Department of Mathematics and Statistics, Room 437 MacNaughton Building, University of Guelph, 50 Stone Road East, Guelph, ON, Canada N1G 2W1
Copyright © 2012 Bryce Morsky and Chris T. Bauch. This is an open access article distributed under the Creative Commons Attribution License, which permits unrestricted use, distribution, and reproduction in any medium, provided the original work is properly cited.
Abstract
Behavior-incidence models have been used to model phenomena such as free-riding vaccinating behavior, where nonvaccinators free ride on herd immunity generated by vaccinators. Here, we develop and analyze a simulation model of voluntary ring vaccination on an evolving social contact network. Individuals make vaccination decisions by examining their expected payoffs, which are influenced by the infection status of their neighbors.
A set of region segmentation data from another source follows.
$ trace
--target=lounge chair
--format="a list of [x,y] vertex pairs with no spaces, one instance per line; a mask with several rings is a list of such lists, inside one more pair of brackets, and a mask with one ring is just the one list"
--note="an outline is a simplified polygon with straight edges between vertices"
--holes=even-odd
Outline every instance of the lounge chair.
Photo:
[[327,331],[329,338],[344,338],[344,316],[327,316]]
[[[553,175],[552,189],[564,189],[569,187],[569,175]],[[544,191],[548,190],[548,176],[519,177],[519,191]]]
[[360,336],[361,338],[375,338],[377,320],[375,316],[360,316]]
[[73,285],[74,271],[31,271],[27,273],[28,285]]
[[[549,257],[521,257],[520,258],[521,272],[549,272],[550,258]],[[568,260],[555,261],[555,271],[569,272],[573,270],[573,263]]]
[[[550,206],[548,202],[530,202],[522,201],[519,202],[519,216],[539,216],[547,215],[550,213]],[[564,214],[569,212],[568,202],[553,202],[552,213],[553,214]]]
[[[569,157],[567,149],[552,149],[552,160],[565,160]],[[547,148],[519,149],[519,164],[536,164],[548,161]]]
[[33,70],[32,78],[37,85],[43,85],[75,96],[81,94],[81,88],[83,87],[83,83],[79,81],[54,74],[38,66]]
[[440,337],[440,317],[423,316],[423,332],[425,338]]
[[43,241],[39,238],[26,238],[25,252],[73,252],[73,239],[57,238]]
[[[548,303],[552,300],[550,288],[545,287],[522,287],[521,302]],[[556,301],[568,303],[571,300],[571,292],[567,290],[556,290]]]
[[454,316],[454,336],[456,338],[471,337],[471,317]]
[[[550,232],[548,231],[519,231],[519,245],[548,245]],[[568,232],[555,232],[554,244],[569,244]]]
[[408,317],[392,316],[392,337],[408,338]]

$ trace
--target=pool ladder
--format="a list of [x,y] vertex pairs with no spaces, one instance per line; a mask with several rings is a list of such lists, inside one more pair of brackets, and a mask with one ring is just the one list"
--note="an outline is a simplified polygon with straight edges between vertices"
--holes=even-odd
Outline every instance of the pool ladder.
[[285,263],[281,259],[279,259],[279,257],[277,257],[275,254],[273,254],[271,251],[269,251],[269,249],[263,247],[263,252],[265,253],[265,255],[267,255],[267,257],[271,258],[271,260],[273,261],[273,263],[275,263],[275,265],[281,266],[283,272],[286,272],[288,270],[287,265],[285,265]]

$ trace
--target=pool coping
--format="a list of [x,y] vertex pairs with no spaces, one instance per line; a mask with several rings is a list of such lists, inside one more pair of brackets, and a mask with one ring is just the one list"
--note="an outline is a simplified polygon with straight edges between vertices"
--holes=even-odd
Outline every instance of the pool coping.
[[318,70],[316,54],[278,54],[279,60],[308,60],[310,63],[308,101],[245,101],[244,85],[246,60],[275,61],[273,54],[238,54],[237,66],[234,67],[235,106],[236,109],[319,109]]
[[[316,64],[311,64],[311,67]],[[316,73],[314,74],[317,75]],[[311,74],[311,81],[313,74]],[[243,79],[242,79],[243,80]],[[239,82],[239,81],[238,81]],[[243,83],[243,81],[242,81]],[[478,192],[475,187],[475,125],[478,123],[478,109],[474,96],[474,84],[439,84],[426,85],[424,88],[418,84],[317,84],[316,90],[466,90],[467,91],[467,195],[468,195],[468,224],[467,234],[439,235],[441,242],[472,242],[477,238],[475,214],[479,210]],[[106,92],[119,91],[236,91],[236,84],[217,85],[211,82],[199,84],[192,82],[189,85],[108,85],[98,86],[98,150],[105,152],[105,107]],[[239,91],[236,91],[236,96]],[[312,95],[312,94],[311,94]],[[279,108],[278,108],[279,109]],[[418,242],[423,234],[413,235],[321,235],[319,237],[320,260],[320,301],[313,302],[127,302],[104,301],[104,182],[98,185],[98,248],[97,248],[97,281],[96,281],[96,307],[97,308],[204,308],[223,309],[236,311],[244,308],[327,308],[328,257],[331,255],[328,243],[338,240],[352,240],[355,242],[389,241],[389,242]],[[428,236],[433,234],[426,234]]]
We find that stochasticity can make outcomes extremely variable (near critical thresholds) and thus unpredictable: some stochastic realizations result in rapid control through ring vaccination while others result in widespread transmission. We also explore the phenomenon of outcome inelasticity, wherein behavioral responses result in certain outcome measures remaining relatively unchanged. Finally, we explore examples where ineffective or risky vaccines are more widely adopted than safe, effective vaccines. This occurs when such a vaccine is unattractive to a sufficient number of contacts of an index case to cause failure of ring vaccination. As a result, the infection percolates through the entire network, causing the final epidemic size and vaccine coverage to be higher than would otherwise occur. Effects such as extreme outcome variability and outcome inelasticity have implications for vaccination policies that depend on individual choice for their success and predictability.